Though the war in Liberia ended and elections were held in 2006, the small African nation is far from stable. Still fragile after the destruction of most of its infrastructure, Liberia is not ready to take in thousands of repatriates.
Supporters argue that there should be permanent changes in temporary status regulations and in immigration law generally. They point out that Minnesota residents from El Salvador, Honduras, Ethiopia, Sudan and Somalia could face similar deportation threats in the future.
That's a debate that should take place in Washington. Should the United States continue to offer temporary status to immigrants, the law should be clearer about what that means.

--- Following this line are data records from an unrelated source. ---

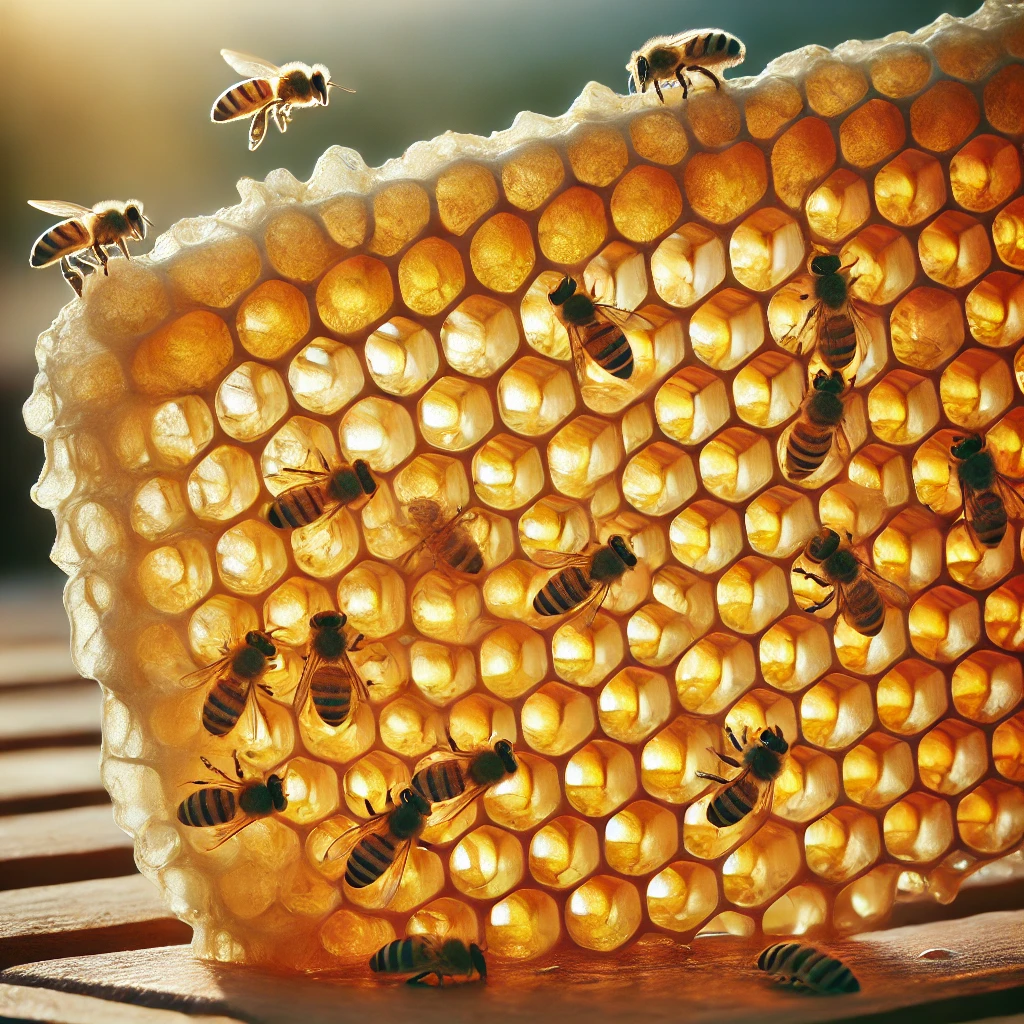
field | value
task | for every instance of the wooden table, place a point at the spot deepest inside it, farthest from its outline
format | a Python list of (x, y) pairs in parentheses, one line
[(83, 938)]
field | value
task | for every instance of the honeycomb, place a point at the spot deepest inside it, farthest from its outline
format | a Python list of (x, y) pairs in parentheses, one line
[(399, 315)]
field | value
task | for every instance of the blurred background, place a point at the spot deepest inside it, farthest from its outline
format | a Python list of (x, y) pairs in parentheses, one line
[(113, 100)]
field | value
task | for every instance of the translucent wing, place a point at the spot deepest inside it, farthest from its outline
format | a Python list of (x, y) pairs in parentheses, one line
[(246, 64)]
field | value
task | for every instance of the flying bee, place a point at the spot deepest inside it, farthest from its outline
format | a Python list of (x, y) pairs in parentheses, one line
[(270, 90), (232, 804), (761, 763), (582, 581), (595, 330), (989, 499), (379, 848), (328, 675), (77, 243), (449, 542), (818, 429), (455, 778), (862, 593), (427, 954), (232, 679), (835, 324), (663, 57), (326, 492)]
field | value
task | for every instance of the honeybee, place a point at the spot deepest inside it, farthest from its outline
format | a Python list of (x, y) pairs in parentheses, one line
[(229, 806), (270, 90), (108, 223), (835, 324), (582, 581), (379, 849), (818, 429), (232, 679), (750, 792), (455, 778), (595, 330), (989, 499), (448, 541), (699, 49), (326, 493), (427, 954), (328, 675), (862, 593)]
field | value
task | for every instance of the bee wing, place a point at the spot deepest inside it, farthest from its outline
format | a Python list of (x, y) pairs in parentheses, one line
[(250, 67), (58, 209)]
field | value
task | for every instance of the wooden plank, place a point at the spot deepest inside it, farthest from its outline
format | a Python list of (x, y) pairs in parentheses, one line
[(49, 716), (20, 1004), (49, 778), (713, 982), (80, 918), (62, 846)]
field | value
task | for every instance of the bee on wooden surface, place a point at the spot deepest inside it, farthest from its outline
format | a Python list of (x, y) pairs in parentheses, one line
[(272, 91), (804, 967), (665, 57), (329, 676), (862, 593), (450, 543), (595, 330), (751, 791), (379, 849), (835, 324), (582, 581), (230, 805), (454, 778), (232, 678), (819, 427), (77, 243), (427, 954), (326, 492), (989, 499)]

It's unreasonable to allow responsible people to establish lives here for a decade or more and not to offer them a path to permanent residency.
Temporary status is one of several immigration policies that should be revisited. Too many American businesses are dependent on an undocumented workforce that can disappear in a raid and deportation proceedings.
To address the plight of Liberians, Rep. Keith Ellison, D-Minn., previously introduced legislation that would provide them with an opportunity to apply for permanent residency. A bipartisan group of Minnesota congressional representatives, including Republican Norm Coleman, Rep. John Kline and Democratic Sen. Amy Klobuchar have supported the proposal in the past.
President Obama should grant an 18-month extension, then push for more comprehensive immigration reform.